22 Eylül 2010 Çarşamba

Şampiyonlar Ligi: Royal Challangers Bangalore-Highveld Lions

Turnuvada bir büyük sürpriz zamanı gelmiş miydi acaba? B Grubu'ndan çıkan ikinci takım olması iddiasını, bu son karşılaşmaya taşıyan iki takım, adeta bir çeyrek final mücadelesinde buluştular.

Hindistan Premier Ligi takımlarının geçen seneki içler acısı hali, "Olur arada böyle kazalar." konumundan, "IPL'in gerçek seviyesi nedir?" noktasına taşınmaya meyilliydi akıllarda. Neyseki Royal Challangers Bangalore, yerel rakibi Mumbai Indians'ı takip etmedi ve Şampiyonlar Ligi'nde yarı finale çıkan ilk Hindistan takımı oldu.

Johannesburg'daki maça para atışını kazanarak girdi Highveld Lions, güneşli bir günün akşamında. Alviro Petersen'in kararı, hücum yapmaktı. Kumar'lardan oluşan pace attack karşısında gardını ilk düşüren Jonathan Vandiar, Bangalore'u berhudar etti. Richard Cameron ,gününde olmadığını 'first ball duck'la anlatmaya çalıştı. Vaughn van Jaarsveld, hücumdaki en yararlı performansını sergiledi ama 24 koşudayken ayağı kayınca, runout olmaktan kurtulamadı. Ardından Güney Afrika test takımı patentli iki tecrübe, Petersen ve Neil McKenzie, yavaş da olsa takımı taşımaya başladı. Powerplayi, hatta ilk yarının ilk yarısını gayet iyi koşu oranlarıyla geçiren evsahiplerinin duruşu da, Petersen'in çıkışıyla başladı. Belki de umutların ikinci yarıya taşınmasını sağlayan Robert Frylinck ve hatta Tsolekile'nin bulduğu 2 FOUR ve 2 SIX'di. İlk yarı sonunda atıcılardan Anıl Kumble'nin 1-13'lük performansı takdirle, Virat Kohli'nin-evet atışlarda-beklenmedik anlarda yaptığı olumlu katkı şaşkınlıkla karşılandı.
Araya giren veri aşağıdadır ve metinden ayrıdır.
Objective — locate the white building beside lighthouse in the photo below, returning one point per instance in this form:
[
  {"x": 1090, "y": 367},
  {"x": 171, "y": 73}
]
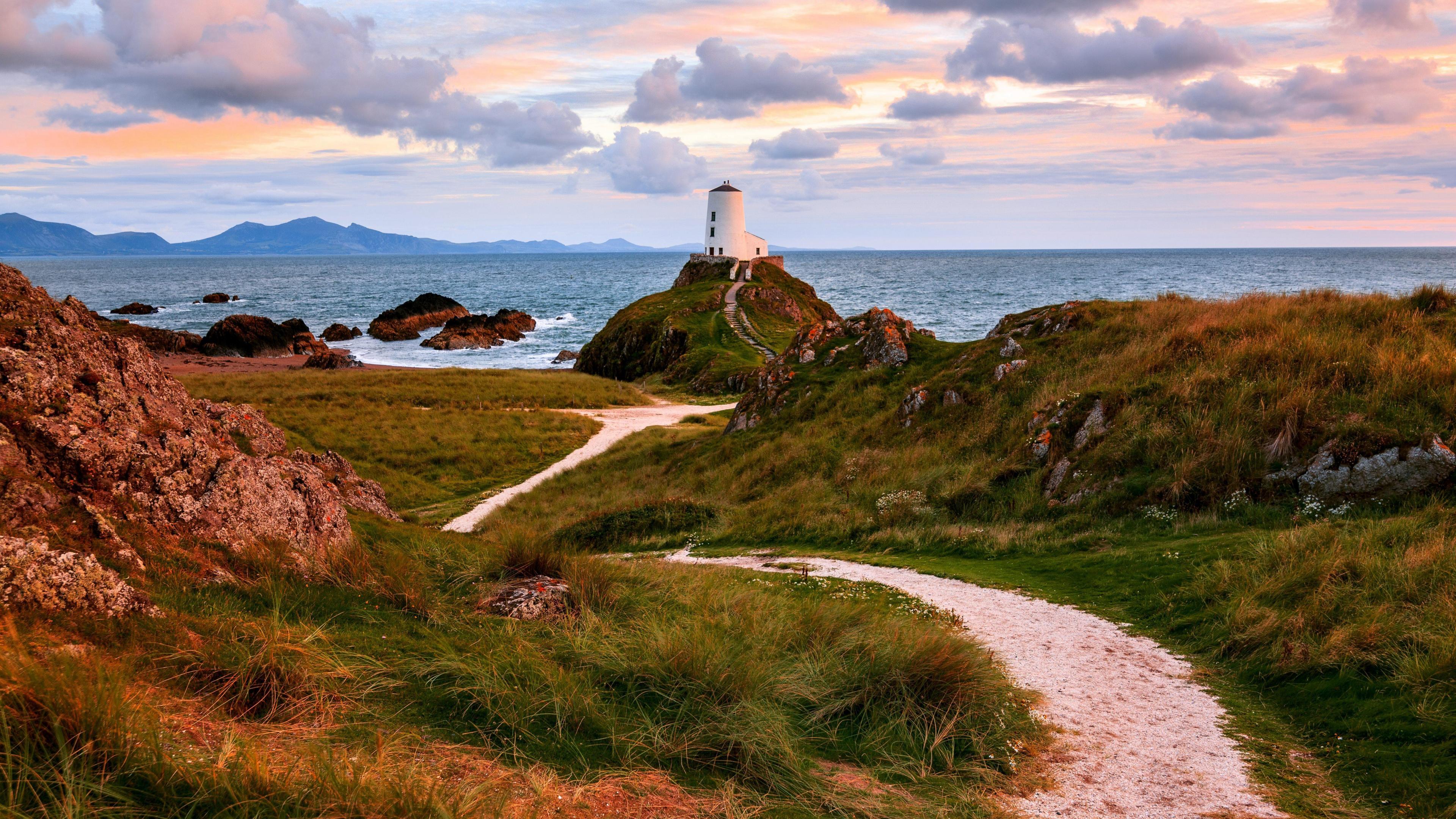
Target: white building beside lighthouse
[{"x": 724, "y": 232}]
İkinci devreye girereken hedef 160'tı. Manish Pandey ve Rahul Dravid'in performansına bakılırsa, buna ulaşmak çok güç olmayacaktı. Tabi bu maçta ilk kez kullanılan hızlı atıcı Cliff Deacon, ilk toplarında bulduğu dot bollarıyla büyük gözdağı verdi. Dravid, şansının yardımıyla ilk overlarda wicket vermeyince rahatladı. Fakat boundary bulma hevesiyle öne çıkıp çubukların önünü boşaltınca, Phangiso'nun vasat atışı bile onu çıkarmaya yetti. Bir sonraki hedef olan Manish Pandey, 12. overa kadar 44 koşu yapıp, görevini yerine getirdi. Mumbai maçını, inisiyatif alarak kazanılabilecek bir noktaya getiren Virat Kohli yine karşımızdaydı ve belki de Lions'ı yıkan, yine o oldu. Ross Taylor'ın vakitsiz çıkışına aldırmayan Kohli, powerplayden sonra atışlarını 'dağıtan' Lionslıların 15.overdan sonra toparlanmalarına ve çok iyi fielding yapmalarına aldırış etmeden sopasını savurdu. Özellikle Eaton O'Reilly'nin 17. overında verdiği iki altı ve bir dört, belki de sonun başlangıcını simgeliyordu. Ne var ki, Bangalore'un galibiyetle yarı finale gittiği karşılaşmada Virat Kohli'ye de 50 yapmak nasip olmadı. Sağolsun, Cameron White, "Turnuvayı kötü geçirdim, bari burada kalan 7 koşuyu da ben kazandırayım" dedi ve dediğini de yaptı. Açıkçası turnuvada bizlerin beğenisini kazanan Highveld Lions, en kötü maçını oynayınca elenmeyi hakketi fakat imkanlarını mücadele ederek zorlayan sempatik bir takım olarak akıllarda kaldı.

Turnuvada bugün iki maç var. Saat 14:30'da Central Districts Stags-Wayamba Elevens'la karşı karşıya gelecek. Kazanan, turnuvaya galibiyetle veda edecek.

18:30'daysa Warriors, Chennai Superkings'le oynayacak. Maçın sonucu, grup ikinciliği bekleyen Victoria'yı da ilgilendirecek. Warriors kazanırsa, Bushrangers'la beraber tur atlayacak. Tersi olursa, averaj hesabıyla işler karışacak. Maçlar Eurosport2'de, Okcan Basat'ın yorumlarıyla.